Mme B..., ressortissante nigériane née le 12 mai 1986 qui disposait d’un titre de séjour valable jusqu’au 9 décembre 2024, a présenté une demande de titre de séjour le 10 octobre 2024 sur le site de l’ANEF (administration numérique pour les étrangers en France). Par suite, à défaut de toute décision explicite, et alors même que les services préfectoraux lui auraient ultérieurement indiqué que sa demande est toujours en cours d’instruction, une décision implicite de rejet de la demande de titre de séjour ainsi présentée par Mme B... est née au terme d’un délai de quatre mois. Par ailleurs, l’intervention d’une décision implicite de rejet, qui met nécessairement fin à la phase d’instruction de la demande de titre, exclut que l’étranger intéressé puisse se prévaloir d’un droit à obtenir la délivrance, selon les cas, du récépissé prévu par l’article R. 431-12 du code de l’entrée et du séjour des étrangers et du droit d’asile ou de l’attestation de prolongation de l’instruction prévue par l’article R. 431-15-1 du même code.
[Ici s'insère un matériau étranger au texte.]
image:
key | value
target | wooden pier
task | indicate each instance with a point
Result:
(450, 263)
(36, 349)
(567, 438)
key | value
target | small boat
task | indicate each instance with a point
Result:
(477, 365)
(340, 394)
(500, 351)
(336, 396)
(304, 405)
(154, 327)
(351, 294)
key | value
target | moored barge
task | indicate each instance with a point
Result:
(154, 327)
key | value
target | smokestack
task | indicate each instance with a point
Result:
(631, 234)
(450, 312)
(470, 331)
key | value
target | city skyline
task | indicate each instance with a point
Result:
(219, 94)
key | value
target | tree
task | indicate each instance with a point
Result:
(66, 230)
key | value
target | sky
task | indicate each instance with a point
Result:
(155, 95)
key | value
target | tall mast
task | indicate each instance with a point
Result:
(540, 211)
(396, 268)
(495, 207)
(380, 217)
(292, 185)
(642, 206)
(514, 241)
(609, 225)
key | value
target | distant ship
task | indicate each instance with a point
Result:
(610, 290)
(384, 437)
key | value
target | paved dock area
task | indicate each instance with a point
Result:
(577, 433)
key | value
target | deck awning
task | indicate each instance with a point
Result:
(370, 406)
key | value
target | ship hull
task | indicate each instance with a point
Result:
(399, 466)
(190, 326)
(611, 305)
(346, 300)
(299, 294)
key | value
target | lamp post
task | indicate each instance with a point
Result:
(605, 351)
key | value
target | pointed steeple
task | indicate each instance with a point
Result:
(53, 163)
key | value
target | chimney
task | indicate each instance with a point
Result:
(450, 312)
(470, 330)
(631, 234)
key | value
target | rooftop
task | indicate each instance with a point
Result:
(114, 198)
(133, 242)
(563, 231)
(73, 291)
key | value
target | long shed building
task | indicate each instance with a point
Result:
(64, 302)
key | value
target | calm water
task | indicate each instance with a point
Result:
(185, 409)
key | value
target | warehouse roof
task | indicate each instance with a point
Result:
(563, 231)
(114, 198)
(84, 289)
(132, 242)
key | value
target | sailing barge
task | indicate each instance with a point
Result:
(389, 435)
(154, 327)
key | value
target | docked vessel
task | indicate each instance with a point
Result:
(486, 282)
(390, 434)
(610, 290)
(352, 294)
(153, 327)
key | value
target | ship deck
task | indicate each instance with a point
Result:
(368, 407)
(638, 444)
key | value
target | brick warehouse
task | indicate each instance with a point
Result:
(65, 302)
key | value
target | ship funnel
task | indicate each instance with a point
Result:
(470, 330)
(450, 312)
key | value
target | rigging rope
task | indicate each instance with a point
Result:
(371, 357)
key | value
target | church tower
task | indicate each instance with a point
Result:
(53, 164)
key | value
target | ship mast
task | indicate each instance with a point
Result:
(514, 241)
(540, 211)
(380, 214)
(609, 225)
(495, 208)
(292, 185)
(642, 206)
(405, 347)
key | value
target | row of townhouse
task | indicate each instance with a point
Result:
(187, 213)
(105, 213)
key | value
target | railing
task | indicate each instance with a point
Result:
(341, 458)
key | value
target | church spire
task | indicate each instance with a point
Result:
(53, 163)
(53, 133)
Dès lors, les conclusions de la requérante, tendant à ce qu’il soit enjoint à la préfète du Rhône, sur le fondement de l’article L. 521-2 précité du code de justice administrative, de lui délivrer un document provisoire de séjour autorisant sa sortie du territoire français et permettant sa réadmission en France ne peuvent qu’être rejetées.
Il résulte de ce qui précède que les conclusions présentées par Mme B... sur le fondement de l’article L. 521-2 du code de justice administrative doivent être rejetées par application de l'article L. 522-3 précité du code de justice administrative. Doivent être rejetées par voie de conséquence les conclusions présentées sur le fondement de l’article L. 761-1 du même code.
ORDONNE :
Article 1er : La requête de Mme B... est rejetée.
Article 2 : La présente ordonnance sera notifiée à Mme A... B....
Fait à Lyon le 25 mars 2026.
Le juge des référés
J.-P. Chenevey
La République mande et ordonne à la préfète du Rhône, en ce qui la concerne, ou à tous commissaires de justice à ce requis, en ce qui concerne les voies de droit commun contre les parties privées, de pourvoir à l'exécution de la présente décision.